I will lean on you with faith,
And support you with enthusiasm.
I will treasure our differences,
Knowing that they will lead us to places
We could never find alone.
You are the compass of my heart.
Earlier today, I purchased a plain sterling silver band and placed it on my other ring finger as a mark of commitment. It is a small gesture. It cost all of $15. But, I take it every bit as seriously as I take the ring on my other hand, because it is a reminder of what I need to do and why.
It is my hope that other people might choose to do the same... not as an empty symbolic gesture, but as a true commitment to doing whatever it takes to right this wrong.

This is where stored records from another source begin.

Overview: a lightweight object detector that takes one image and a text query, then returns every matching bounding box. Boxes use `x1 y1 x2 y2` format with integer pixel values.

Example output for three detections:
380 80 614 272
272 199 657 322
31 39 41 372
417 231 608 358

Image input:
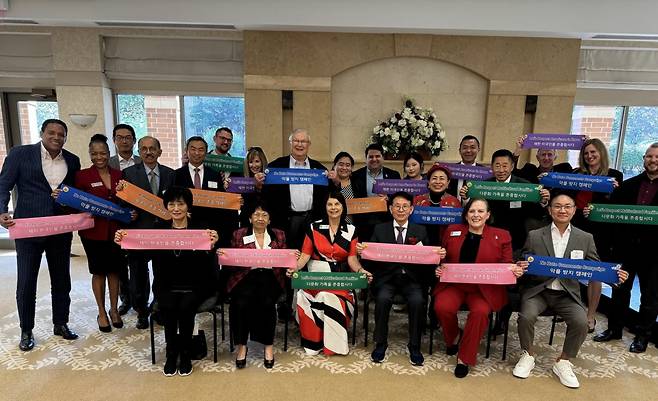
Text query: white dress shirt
41 142 69 190
288 156 313 212
547 223 571 291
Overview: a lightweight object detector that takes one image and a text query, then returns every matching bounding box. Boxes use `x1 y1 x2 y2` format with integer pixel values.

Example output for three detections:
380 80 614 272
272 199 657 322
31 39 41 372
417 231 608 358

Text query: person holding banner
432 198 523 378
117 136 174 329
288 192 372 355
114 186 218 376
573 138 624 333
512 193 628 388
220 199 286 369
75 134 123 333
414 164 462 246
0 119 80 351
585 142 658 353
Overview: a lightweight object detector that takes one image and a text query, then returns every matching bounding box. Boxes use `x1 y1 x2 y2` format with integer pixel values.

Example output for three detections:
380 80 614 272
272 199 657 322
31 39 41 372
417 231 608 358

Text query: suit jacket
433 224 512 310
107 155 142 171
121 163 174 228
368 221 436 289
263 155 327 229
75 166 121 241
519 225 599 307
0 142 80 218
222 227 286 293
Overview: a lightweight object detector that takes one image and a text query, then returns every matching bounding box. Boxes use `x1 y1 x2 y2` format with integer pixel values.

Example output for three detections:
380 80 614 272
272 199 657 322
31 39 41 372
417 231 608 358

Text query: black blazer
262 155 328 230
121 163 174 228
367 221 436 289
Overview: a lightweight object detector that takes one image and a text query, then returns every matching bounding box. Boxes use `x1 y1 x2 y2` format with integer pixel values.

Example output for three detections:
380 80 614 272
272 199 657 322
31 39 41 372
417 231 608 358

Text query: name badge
571 249 585 260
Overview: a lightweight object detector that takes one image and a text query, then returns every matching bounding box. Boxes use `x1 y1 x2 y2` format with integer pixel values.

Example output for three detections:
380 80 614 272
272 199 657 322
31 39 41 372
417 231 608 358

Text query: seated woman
288 192 372 355
414 164 462 246
220 199 286 369
114 187 218 376
432 198 523 378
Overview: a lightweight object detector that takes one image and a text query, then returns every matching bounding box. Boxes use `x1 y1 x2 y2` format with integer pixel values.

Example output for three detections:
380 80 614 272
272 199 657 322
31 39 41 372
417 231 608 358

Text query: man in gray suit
122 136 174 329
512 194 628 388
108 124 142 315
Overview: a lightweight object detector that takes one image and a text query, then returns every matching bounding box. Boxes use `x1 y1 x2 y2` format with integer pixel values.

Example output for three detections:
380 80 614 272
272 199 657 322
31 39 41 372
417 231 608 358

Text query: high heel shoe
110 311 123 329
96 315 112 333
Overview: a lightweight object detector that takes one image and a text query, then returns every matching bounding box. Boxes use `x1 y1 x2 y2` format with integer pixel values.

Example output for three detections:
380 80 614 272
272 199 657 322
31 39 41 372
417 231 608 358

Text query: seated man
357 192 434 366
512 194 628 388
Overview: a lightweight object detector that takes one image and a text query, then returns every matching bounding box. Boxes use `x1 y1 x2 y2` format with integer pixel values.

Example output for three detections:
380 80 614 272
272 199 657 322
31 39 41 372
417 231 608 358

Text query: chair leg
149 314 155 365
548 315 557 345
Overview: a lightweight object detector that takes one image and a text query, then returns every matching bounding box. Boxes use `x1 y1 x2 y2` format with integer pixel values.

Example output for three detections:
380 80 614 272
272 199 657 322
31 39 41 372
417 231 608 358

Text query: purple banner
439 163 493 181
372 180 428 195
226 177 256 194
523 134 585 150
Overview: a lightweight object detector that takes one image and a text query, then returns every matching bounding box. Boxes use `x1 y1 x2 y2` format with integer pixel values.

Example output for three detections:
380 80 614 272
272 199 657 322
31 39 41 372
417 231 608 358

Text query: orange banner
117 180 171 220
346 196 387 214
191 189 242 210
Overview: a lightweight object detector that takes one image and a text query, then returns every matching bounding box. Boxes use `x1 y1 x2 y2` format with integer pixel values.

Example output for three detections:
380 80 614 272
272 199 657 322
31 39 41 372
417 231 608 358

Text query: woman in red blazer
433 198 523 378
75 134 123 333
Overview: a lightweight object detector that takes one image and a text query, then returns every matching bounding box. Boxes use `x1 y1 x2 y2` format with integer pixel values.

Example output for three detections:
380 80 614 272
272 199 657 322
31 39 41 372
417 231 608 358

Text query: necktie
194 167 201 189
395 226 404 244
149 170 158 195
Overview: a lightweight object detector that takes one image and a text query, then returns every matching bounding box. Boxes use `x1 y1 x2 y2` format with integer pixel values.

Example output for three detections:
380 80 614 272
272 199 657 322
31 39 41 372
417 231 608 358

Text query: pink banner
9 213 94 239
361 242 441 265
121 229 210 251
217 248 297 269
441 263 516 285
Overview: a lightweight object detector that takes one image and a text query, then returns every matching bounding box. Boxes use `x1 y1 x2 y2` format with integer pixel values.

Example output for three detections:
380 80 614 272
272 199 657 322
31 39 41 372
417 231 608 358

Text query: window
116 94 245 168
569 106 658 178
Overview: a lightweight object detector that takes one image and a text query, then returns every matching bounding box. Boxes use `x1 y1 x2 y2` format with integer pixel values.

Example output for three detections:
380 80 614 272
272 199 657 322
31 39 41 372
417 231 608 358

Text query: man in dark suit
122 136 174 329
446 135 484 200
0 119 80 351
512 193 628 388
108 124 142 315
594 142 658 353
358 192 436 366
351 143 400 242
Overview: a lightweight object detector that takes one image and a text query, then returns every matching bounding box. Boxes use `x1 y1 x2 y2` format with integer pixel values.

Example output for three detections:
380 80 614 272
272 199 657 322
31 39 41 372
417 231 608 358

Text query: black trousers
128 251 151 316
16 233 73 331
229 269 281 345
374 273 427 350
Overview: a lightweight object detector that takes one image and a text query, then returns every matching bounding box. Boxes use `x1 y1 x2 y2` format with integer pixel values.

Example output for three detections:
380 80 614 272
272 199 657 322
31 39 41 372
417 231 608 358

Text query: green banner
466 181 543 202
203 155 244 173
292 272 368 290
588 203 658 225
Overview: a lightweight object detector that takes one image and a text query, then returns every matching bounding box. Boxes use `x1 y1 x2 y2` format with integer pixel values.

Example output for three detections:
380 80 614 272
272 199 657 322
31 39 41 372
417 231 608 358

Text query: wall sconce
69 114 96 128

Symbols are nice, but work wins elections.
So yes, today I bought another wedding ring. I will wear it every day to remind me to get off my ass and DO something to change the world. I will tell every person who asks exactly what it is and why I wear it, and I will say it proudly and loudly. I will wear it every goddamn day until my fellow GLBT citizens share in every single right that I am given as a matter of course, because I will be GOOD GODDAMNED if I will continue to sit back and accept that this shameful inequality is anything less than a fundamental issue of human rights, and anything less than a referendum on who we are as a people.
I am as committed to this as I have ever been to anything. Yes, brothers and sisters, I will marry you. Or, by God, I will die trying.